= Patrick McCarthy (footballer, born 1871) =

Irish sportsperson (1871–1963)

Patrick McCarthy (17 March 1871 – 10 August 1963) was an Irish footballer, boxer, referee, and sports teacher who was one of the founders of Argentine football clubs Boca Juniors.

==Early life==
McCarthy was born in 1871 in Cashel, Republic of Ireland, and attended the Christian Brothers School. He was nicknamed "Paddy".

==Career==
In 1900, McCarthy arrived in Argentina. He fought in the first professional boxing match in Argentina against Italian boxer Abelardo Robassio.
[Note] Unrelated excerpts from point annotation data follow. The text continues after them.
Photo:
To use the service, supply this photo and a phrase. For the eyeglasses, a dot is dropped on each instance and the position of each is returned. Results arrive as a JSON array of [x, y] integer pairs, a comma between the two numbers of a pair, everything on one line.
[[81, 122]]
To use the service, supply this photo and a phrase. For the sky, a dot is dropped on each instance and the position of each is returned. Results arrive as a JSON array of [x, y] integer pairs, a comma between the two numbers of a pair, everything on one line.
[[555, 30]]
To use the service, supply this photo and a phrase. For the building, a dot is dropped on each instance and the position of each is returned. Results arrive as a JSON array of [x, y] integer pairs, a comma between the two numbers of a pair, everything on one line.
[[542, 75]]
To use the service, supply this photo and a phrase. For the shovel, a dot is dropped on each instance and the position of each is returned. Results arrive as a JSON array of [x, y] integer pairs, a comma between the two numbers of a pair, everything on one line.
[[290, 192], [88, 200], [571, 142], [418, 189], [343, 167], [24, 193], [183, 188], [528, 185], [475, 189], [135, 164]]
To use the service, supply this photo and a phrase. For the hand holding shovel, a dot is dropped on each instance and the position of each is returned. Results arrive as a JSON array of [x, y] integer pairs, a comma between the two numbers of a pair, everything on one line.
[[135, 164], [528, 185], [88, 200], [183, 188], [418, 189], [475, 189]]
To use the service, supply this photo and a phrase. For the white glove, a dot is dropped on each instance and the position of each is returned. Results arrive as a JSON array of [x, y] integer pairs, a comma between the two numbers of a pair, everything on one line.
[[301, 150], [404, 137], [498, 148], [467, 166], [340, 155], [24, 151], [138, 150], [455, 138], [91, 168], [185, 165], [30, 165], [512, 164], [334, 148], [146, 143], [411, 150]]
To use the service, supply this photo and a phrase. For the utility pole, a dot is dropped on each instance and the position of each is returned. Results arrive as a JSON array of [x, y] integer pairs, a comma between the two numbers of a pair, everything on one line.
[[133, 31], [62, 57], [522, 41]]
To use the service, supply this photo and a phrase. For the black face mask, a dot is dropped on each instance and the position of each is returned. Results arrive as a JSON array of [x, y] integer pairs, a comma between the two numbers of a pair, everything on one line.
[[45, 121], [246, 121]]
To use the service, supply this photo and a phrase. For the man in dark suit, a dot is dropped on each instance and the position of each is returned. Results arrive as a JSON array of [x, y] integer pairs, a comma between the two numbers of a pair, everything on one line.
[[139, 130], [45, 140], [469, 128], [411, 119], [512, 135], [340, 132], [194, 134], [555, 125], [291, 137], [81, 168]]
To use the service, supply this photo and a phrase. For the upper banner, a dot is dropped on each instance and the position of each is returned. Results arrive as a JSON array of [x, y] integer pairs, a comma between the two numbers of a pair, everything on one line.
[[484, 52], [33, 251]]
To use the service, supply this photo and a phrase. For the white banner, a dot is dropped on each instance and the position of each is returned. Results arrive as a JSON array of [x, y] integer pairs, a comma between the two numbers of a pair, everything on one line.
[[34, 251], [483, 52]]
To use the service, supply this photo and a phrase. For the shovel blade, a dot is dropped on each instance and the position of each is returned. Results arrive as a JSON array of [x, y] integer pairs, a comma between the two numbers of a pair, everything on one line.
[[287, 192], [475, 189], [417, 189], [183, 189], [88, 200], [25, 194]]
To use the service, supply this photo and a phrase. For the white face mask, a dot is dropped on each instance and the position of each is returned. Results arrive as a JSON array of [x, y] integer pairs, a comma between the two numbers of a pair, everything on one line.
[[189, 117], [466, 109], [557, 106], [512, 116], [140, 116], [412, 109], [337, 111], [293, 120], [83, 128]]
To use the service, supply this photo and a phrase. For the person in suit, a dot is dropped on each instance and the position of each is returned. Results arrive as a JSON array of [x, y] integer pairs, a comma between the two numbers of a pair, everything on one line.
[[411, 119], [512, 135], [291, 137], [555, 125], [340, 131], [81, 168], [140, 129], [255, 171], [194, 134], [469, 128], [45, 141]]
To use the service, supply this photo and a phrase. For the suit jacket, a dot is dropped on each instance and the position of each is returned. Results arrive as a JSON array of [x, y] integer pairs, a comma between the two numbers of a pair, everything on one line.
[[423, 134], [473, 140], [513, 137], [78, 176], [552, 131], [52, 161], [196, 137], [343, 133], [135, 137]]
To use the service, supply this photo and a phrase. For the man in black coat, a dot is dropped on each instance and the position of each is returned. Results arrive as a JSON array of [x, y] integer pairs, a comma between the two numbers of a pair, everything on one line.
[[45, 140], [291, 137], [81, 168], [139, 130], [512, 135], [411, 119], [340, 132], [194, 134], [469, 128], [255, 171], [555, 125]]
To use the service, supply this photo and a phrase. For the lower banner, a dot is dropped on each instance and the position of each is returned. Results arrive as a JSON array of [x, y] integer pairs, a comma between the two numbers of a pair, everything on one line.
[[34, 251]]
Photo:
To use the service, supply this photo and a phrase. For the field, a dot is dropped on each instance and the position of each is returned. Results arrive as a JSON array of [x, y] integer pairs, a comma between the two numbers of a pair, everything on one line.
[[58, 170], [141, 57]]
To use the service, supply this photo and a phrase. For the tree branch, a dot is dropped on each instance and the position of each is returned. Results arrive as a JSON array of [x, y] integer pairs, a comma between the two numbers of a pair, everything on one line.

He was regarded as being an important figure in the founding of Argentine side Boca. Before the club was officially established in the La Boca district of Buenos Aires in April 1905, Paddy McCarthy, taught the fundamentals and rules of the game to young local youths, including future Boca Juniors club players like Esteban Baglietto, so when these boys first set up the club they asked the Irishman to be its first manager. Like their Buenos Aires rivals, Vélez Sarsfield, who are named after jurist Dalmacio Vélez Sarsfield, Boca also trace their roots to an Irish connection from an era when the Irish Argentines community was at its zenith. After that, he worked as a football referee for eighteen years.